One challenge with developing an HIV vaccine is that once the virus infects a cell, it replicates wildly, so an effective vaccine would need to essentially block all infection.
“If [HIV] gets through to start an infection, even if somebody has been vaccinated, then that infection is life-long,” saidDr. Davey Smith,加州大学圣地亚哥分校的传染病专家和转化研究病毒学家。
甚至连COVID-19疫苗不提供这种of complete protection against infection. However, they still provide strong protection against severe illness, hospitalization, and death.
The bar for an HIV vaccine is higher because of the need to prevent lifelong infection with the virus.
There areeffective HIV medicines这可以减少体内病毒的复制,但并不能完全消除病毒。这些药物可以帮助人们长寿健康的生活,并降低将病毒传播给他人的风险。
Earlier attempts at HIV vaccines focused on inducing the immune system to make neutralizing antibodies that inactivate the virus, such as by preventing it from infecting cells.
但是,艾滋病毒迅速发展以产生新的变体,甚至比流感病毒更多。
每年,季节性
In comparison, one学习估计流感病毒的遗传序列的全球多样性与单一病毒中发现的HIV序列的多样性相媲美。
The wide genetic variation of HIV makes it difficult to target the virus with a vaccine, because neutralizing antibodies generated in response to one vaccine might work only against a few HIV strains.
More recent HIV vaccine research has focused on developing vaccines than can generate broadly neutralizing antibodies that target parts of the virus’ surface that are the same across many strains.
This is the approach being taken by IAVI and Scripps scientists. The challenge lies in finding the best immunogens to guide the maturation of B cells so they will produce these broadly neutralizing antibodies.
Moderna’s mRNA technology may help speed up this process because much of the work of designing the vaccine can be done on a computer.
This ability helped researchers design candidate COVID-19 vaccines within days of Chinese scientists releasing the genetic sequence of SARS-CoV-2, the coronavirus that causes COVID-19.
“We’ve seen promising proof of concept for germline targeting in [last year’s trial], and this trial lets us take that approach to the next stage,”William Schief, PhD, professor at Scripps Research, said in the statement.
他说:“更重要的是,由于现代技术,我们已经能够以非常快的速度加快生产临床试验材料。”
史密斯警告说,不要过度使用当前的研究,尤其是艾滋病毒逃避人体免疫反应的能力,即使是受疫苗刺激的能力。
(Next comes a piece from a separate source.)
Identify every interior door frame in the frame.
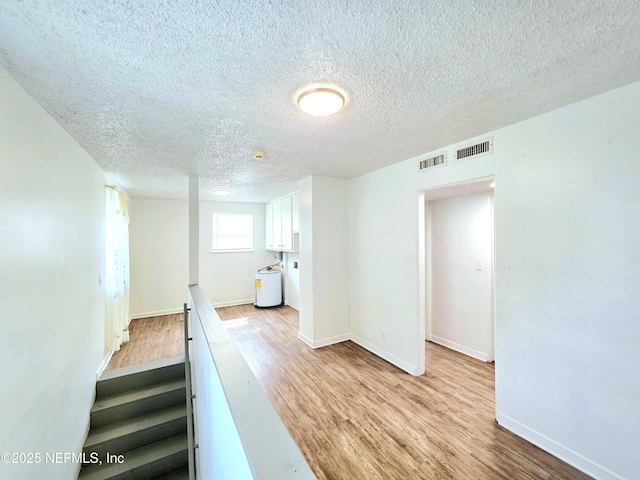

“It’s a very, very high hill to climb for this new mRNA technology,” he said, “to generate a very broad and potent immune response to protect against HIV.”
尽管如此,他认为这项研究有很多收获。
“They set up these trials very smartly, in my opinion, to learn as much as they can,” he said. “What is the immunogen that makes the immune system really rev up? And what is going to help us protect people in the future from HIV exposures?”
He is also thankful for the renewed interest in finding a vaccine for HIV.
尽管世界卫生组织(WHO)赋予艾滋病毒“流行病”,但许多人认为should be called a “pandemic”由于全世界有数百万人居住在艾滋病毒中。
史密斯说:“我们不应该仅仅因为我们正在与19009年的大流行作斗争,因此不应该放弃最后一次流行病。”“因此,我真的很称赞调查人员研究新技术来提出一种艾滋病毒疫苗,即使经过将近40年的尝试,我们仍然没有得到这种疫苗。”